We are competitive on the business/financial front regarding equity, royalty costs, and overhead rates. As a federally funded agency, we seek fair market value – not maximum returns. An array of cooperative agreements are successfully executed at a rate of more than 10 a day. We need those in the commercial sector to fulfill our mission of accelerating and promoting economic development. That means working with companies to positively impact your chances as an equity investment, a M&A target, an active employer… The NIH might not be the first place you seek out to bolster your pipeline or solve that development problem – but perhaps we should be.

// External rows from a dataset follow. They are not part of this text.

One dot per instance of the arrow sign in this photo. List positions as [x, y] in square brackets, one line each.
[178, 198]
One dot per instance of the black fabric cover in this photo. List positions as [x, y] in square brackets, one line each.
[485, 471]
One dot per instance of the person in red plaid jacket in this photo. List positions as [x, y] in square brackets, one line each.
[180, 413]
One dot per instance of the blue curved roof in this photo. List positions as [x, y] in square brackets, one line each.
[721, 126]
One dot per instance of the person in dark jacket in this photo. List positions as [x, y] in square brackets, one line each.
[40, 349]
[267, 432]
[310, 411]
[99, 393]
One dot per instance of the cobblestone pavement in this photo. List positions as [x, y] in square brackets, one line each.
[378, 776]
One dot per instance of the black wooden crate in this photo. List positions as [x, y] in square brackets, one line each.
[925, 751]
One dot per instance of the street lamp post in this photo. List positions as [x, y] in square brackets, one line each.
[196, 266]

Presented by Michael L. Salgaller, Ph.D.
Dr. Michael Salgaller leads the Invention Development and Marketing Unit (IDMU) within the National Institutes of Health (NIH), where he leverages over 20 years of business, scientific, and investment experience in various life science sectors to support technology development and commercialization. The IDMU serves in a business development role to foster licensing and collaborative activity between buy-side stakeholders and the NIH. He is a long-time industry executive who has held various positions in boutique professional service and early-stage biotechnology firms. He spent several years with a healthcare-focused government affairs firm in Washington DC facilitating alliance development and non-dilutive funding. Prior to that, he was on the investment team of an early-stage venture capital firm dedicated to the life sciences. He is the author of “Biotechnology Entrepreneurship,” and teaches an entrepreneurship class at NIH. He is on the Board of Canines-N-Kids, a foundation supporting cooperation between researchers in pediatric and veterinary oncology. He has written over 100 articles, presentations, and book chapters, and was the editorial boards of several journals. He began his career as a Senior Staff Scientist with Dr. Steve Rosenberg at the National Cancer Institute. Dr. Salgaller received his PhD in Pathology from The Ohio State University.